In den Reise- und Sicherheitshinweisen wird jetzt darauf verwiesen, dass mehreren europäischen, darunter deutschen Journalisten, die Akkreditierung in der Türkei ohne Angabe von Gründen verweigert wurde. Zudem seien in den letzten beiden Jahren vermehrt auch deutsche Staatsangehörige willkürlich inhaftiert worden. Das Auswärtige Amt verweist auch auf Aussagen des türkischen Innenministers, dass Urlauber festgenommen werden könnten, die im Ausland an Versammlungen von in der Türkei verbotenen Organisationen teilgenommen haben.

Zudem warnt das Auswärtige Amt aber davor, dass deutsche Staatsangehörige schon wegen regierungskritischer Stellungnahmen in sozialen Medien festgenommen worden seien. Dabei reiche schon das Teilen oder "Liken" eines fremden Beitrags. "Es muss davon ausgegangen werden, dass auch nicht öffentliche Kommentare in sozialen Medien etwa durch anonyme Denunziation an die türkischen Strafverfolgungsbehörden weitergeleitet werden." Betroffen sein könnten etwa deutsche Staatsangehörige mit engen privaten und persönlichen Bindungen in die Türkei sowie Personen, die neben der deutschen auch die türkische Staatsangehörigkeit besitzen.

Maas kritisiert türkische Behörden

Außenminister Heiko Maas rügte zudem explizit die Entscheidung der türkischen Behörden, mehreren deutschen Korrespondenten keine neuen Akkreditierungen auszustellen. Es sei nicht akzeptabel, wenn deutsche und europäische Korrespondenten ihrer Arbeit in dem Land nicht frei nachgehen könnten, sagte er dem "Tagesspiegel am Sonntag".

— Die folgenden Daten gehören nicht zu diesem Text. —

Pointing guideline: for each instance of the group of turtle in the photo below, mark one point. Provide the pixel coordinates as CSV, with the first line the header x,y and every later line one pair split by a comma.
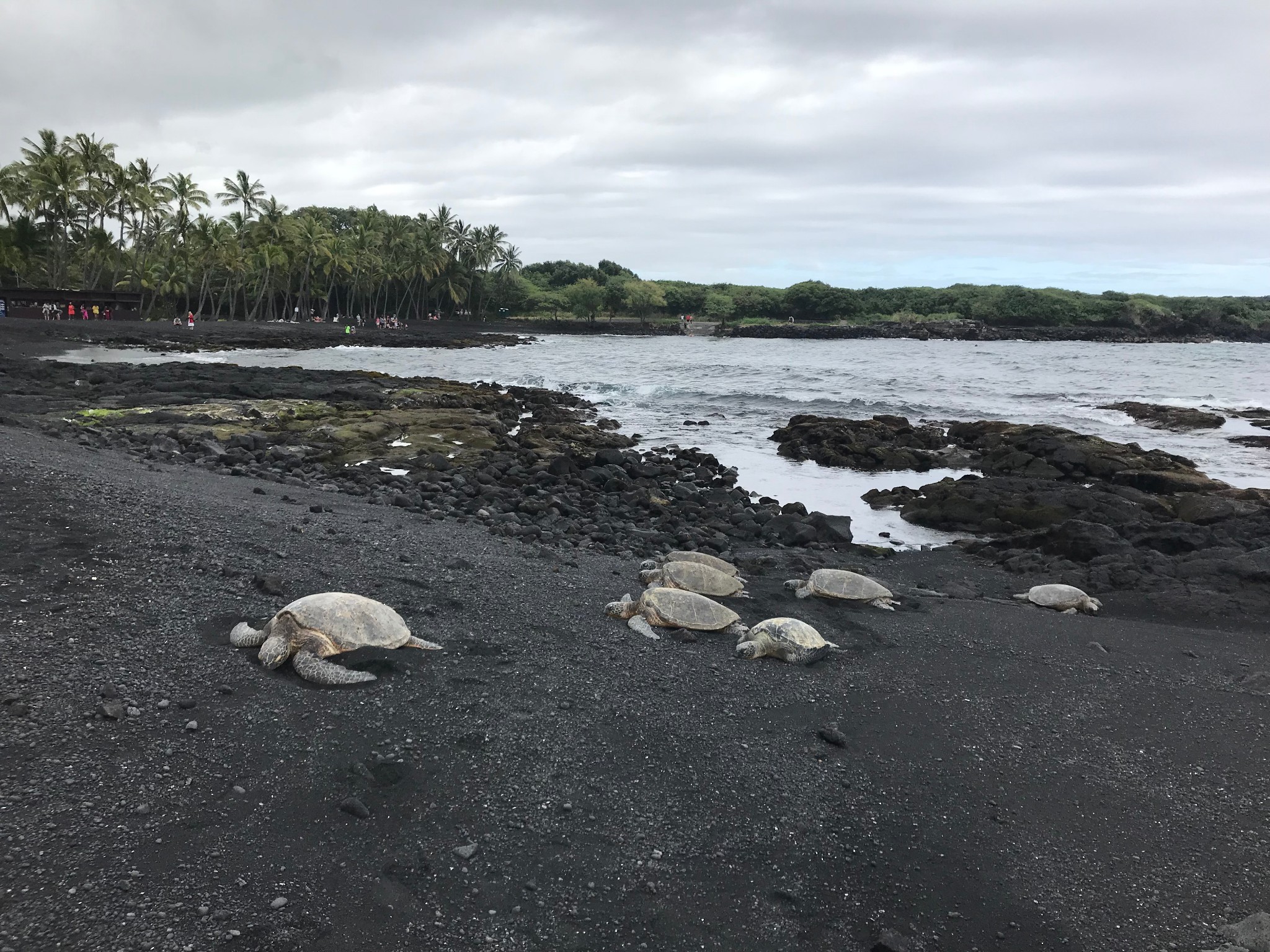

"Wenn Journalisten an der Arbeit gehindert werden, ist das mit unserem Verständnis von Pressefreiheit nicht vereinbar", so Maas. Die Bundesregierung werde weiter dafür eintreten, dass Journalisten in der Türkei ohne Beschränkungen arbeiten können. Das wisse auch sein türkischer Kollege Mevlüt Cavusoglu.

Aus Regierungskreisen berichtete das Blatt überdies, Deutschland betrachte es als Affront, dass mehrere deutsche Journalisten faktisch außer Landes gezwungen werden. Man werde die Angelegenheit nicht auf sich beruhen lassen, sondern immer wieder zur Sprache bringen. Die Pressekarten ausländischer Korrespondenten laufen jedes Jahr Ende Dezember ab und müssen dann neu beantragt werden. Mehrere Journalistenorganisationen hatten das Vorgehen der türkischen Behörden kritisiert.